18 Eylül günü Saraçhane’den Beyazıt’a anneler, babalar, çocuklar ve gençlerden oluşan onbinlerin sessiz yürüyüşü herkesin gözü önünde gerçekleşti. O gün biz hiçbir nefret söyleminde bulunmadık. Kişileri hedef almadık. Haklı talebimizi “nefret söylemi” diye saptırmaya çalıştılar, hala çalışıyorlar.
Üstüne basa basa LGBT DAYATMASIna karşıyız dememize rağmen bizi LGBT bireylerle karşı karşıya getirmeye çalıştılar, hala çalışıyorlar. Daha da ileri gittiler, gidiyorlar. Provoke etmeye çalıştılar, çalışıyorlar; lakin insanımızın sağduyusu kara propaganda ve provokasyonlara galip geldi, geliyor. Başaramadılar, başaramayacaklar.
Tekrar tekrar söylüyoruz; biz LGBT bireylerini hedef almıyoruz. LGBT DAYATMASIna KARŞI DURUYORUZ. Tek bir insanın kılına zarar gelsin istemeyiz. LGBT PROPAGANDASIna kapılanlar şiddetten-nefretten dem vuruyorlar.
Bu propagandaya kapılanlara diyoruz ki; sizin tercihiniz yüzünden yaşam hakkı elinden alınan, hiç doğamayacak olan bebeklerin hayat hakkı için bu mücadeleyi veriyoruz. Bu varoluşsal şiddete dur denmeli. Tek isteğimiz, insan neslinin varoluşunu tehdit eden bu propaganda ve dayatmaya dur denmesi. Bunları ve daha fazlasını yaptığımız açıklama ile o gün meydanlarda bulunan onbinler ve canlı yayınları izleyen milyonların huzurunda da söylemiştik, tekrar söylüyoruz.
O gün orada bizzat bulunan onbinler, canlı yayınları izleyen milyonlar sağduyu LGBT PROPAGANDA ve DAYATMASIna dur denmesi için BÜYÜK AİLE BULUŞMASI’ndaydı, onları şahit gösteriyoruz. Tüm
vatandaşlarımızı o gün orada gerçekten ne olduğunu görmeleri için https://youtu.be/-PCOYpEg1f8 linkinden görüntüleri izlemeye davet ediyoruz.

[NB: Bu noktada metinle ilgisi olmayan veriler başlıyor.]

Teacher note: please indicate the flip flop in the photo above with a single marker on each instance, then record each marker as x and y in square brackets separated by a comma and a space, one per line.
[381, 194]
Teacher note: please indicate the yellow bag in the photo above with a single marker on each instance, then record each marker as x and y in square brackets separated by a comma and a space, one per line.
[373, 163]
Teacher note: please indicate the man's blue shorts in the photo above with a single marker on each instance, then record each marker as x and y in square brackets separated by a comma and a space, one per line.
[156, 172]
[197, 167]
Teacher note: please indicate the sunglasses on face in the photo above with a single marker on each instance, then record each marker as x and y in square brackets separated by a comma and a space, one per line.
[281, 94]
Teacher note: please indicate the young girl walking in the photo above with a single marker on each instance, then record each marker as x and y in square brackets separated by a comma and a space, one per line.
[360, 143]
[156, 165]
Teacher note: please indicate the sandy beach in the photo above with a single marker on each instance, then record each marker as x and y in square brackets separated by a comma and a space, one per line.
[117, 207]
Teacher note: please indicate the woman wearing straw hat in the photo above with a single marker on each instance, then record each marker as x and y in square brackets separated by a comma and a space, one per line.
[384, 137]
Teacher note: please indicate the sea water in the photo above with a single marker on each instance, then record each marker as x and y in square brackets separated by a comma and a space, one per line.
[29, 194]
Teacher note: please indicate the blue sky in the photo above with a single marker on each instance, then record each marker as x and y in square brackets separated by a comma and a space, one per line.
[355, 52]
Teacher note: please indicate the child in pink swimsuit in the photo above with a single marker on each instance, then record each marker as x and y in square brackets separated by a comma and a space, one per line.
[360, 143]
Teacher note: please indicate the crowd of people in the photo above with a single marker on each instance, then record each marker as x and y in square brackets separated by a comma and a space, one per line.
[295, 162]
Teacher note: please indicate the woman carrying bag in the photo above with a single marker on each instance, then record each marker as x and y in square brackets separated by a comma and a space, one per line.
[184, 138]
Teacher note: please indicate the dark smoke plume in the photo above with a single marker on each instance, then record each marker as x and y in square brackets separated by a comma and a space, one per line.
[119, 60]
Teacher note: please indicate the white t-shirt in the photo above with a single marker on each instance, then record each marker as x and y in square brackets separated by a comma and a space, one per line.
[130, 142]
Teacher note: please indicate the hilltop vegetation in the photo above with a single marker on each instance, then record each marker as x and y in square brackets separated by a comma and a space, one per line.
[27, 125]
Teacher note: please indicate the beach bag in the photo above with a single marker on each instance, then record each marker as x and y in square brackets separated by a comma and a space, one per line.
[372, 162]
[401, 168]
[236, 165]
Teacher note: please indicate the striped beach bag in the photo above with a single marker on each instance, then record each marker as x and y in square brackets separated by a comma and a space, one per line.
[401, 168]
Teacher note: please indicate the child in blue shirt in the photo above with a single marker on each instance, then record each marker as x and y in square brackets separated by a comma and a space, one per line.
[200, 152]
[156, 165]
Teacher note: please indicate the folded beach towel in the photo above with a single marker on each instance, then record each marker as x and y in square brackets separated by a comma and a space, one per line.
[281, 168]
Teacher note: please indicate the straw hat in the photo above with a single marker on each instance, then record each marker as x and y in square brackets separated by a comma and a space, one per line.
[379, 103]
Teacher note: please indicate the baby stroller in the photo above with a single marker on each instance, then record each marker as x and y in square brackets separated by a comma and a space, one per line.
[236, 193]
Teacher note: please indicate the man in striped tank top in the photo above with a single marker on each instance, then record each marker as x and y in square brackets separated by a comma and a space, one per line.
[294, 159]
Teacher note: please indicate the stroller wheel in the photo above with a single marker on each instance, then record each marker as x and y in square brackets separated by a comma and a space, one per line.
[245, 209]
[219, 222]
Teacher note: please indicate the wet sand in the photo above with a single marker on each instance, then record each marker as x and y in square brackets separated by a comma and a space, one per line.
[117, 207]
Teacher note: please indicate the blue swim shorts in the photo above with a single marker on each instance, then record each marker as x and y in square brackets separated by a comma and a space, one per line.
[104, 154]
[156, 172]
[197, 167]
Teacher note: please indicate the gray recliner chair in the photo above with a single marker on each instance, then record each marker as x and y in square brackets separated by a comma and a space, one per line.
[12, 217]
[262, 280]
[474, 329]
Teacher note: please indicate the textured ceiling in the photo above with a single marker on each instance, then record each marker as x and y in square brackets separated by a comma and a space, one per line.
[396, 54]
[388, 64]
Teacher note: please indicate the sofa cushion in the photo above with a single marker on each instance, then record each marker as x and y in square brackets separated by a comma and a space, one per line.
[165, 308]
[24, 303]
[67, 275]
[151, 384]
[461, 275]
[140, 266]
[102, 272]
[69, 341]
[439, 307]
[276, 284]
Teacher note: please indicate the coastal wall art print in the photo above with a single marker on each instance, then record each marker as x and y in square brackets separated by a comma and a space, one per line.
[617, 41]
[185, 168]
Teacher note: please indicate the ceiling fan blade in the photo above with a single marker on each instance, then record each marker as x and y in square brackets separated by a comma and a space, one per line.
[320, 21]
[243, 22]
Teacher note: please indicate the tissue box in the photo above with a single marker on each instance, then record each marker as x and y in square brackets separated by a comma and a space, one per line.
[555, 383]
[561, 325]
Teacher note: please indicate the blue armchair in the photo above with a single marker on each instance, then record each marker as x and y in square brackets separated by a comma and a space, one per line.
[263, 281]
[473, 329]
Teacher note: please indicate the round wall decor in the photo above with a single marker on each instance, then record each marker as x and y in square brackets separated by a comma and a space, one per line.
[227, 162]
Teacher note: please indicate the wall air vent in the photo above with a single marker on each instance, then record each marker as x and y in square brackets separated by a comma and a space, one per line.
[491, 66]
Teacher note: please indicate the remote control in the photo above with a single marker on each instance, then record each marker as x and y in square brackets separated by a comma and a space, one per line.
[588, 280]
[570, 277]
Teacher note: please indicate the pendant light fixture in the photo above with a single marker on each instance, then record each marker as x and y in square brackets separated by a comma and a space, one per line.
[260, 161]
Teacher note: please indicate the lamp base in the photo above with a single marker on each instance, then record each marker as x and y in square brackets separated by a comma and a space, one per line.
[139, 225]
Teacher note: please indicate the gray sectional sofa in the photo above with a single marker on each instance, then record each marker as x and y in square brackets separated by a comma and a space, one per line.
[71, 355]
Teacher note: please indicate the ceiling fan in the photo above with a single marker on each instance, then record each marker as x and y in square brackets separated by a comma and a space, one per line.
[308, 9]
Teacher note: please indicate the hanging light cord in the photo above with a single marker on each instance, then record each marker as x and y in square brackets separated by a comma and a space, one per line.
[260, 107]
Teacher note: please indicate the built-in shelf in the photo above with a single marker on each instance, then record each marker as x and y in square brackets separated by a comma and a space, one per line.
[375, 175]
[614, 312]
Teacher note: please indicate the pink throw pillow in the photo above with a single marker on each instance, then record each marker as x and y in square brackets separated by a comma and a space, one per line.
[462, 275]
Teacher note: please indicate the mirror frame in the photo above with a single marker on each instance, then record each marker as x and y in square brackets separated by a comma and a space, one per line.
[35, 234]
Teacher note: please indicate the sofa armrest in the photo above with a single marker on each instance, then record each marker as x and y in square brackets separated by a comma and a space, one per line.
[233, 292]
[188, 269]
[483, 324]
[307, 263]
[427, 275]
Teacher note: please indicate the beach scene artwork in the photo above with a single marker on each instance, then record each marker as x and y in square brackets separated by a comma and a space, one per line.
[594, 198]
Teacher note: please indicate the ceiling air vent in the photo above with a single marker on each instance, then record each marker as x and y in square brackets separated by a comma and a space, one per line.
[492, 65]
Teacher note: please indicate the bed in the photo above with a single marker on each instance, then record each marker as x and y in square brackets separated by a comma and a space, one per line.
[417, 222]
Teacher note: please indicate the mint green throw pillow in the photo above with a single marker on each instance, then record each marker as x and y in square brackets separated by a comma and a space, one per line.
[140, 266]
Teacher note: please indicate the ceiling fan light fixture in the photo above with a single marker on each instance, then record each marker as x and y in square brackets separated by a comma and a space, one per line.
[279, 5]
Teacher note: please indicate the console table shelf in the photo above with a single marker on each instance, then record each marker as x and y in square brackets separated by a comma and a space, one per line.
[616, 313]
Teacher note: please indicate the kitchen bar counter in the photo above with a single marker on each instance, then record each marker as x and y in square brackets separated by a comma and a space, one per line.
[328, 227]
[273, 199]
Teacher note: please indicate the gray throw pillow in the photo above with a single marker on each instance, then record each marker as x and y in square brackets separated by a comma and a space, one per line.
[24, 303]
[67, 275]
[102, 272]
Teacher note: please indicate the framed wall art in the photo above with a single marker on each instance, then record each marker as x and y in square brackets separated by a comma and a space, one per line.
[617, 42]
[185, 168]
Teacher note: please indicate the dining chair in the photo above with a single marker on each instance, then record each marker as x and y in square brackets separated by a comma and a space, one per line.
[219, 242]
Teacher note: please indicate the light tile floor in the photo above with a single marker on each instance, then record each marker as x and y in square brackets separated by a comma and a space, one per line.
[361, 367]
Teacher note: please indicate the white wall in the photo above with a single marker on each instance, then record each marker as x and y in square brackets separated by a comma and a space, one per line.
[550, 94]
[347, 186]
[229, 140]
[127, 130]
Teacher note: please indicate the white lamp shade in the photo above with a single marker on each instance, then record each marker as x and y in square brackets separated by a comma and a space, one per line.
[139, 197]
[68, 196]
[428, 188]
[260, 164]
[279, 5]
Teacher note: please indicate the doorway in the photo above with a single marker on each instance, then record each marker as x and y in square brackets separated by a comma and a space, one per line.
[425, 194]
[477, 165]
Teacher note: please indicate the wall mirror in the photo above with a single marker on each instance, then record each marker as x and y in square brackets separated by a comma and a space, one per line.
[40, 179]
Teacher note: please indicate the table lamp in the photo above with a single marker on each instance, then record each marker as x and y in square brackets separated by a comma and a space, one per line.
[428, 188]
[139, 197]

Bu haklı talebe gözlerini, kulaklarını kapatanlara da görmedikleri, duymadıkları gerçeklere ilişkin önyargılarla yorum yapma, kamuoyunu yanlış yönlendirme hatasından vazgeçme çağrısında bulunuyoruz.
18 Eylül’den itibaren şiddetli ve ısrarlı biçimde yapılan, yayılan kara propaganda ve dezenformasyonu ibretle izliyoruz. Bazı siyasilerin de; bilerek ya da bilmeyerek bu kara propagandaya hizmet eden açıklamaları, durumun vahametini artırmaktadır. Herkesi gerçekleri araştırmaya ve sorumlu davranmaya davet ediyoruz.
Haklı talebimize somut bir örnek teşkil eden bu sürece dair detaylı çalışmamızı tamamlayarak, o güne dair tüm gerçeklerle 30 EYLÜL 2022 CUMA günü basın toplantısı düzenleyerek kamuoyunu bilgilendireceğiz.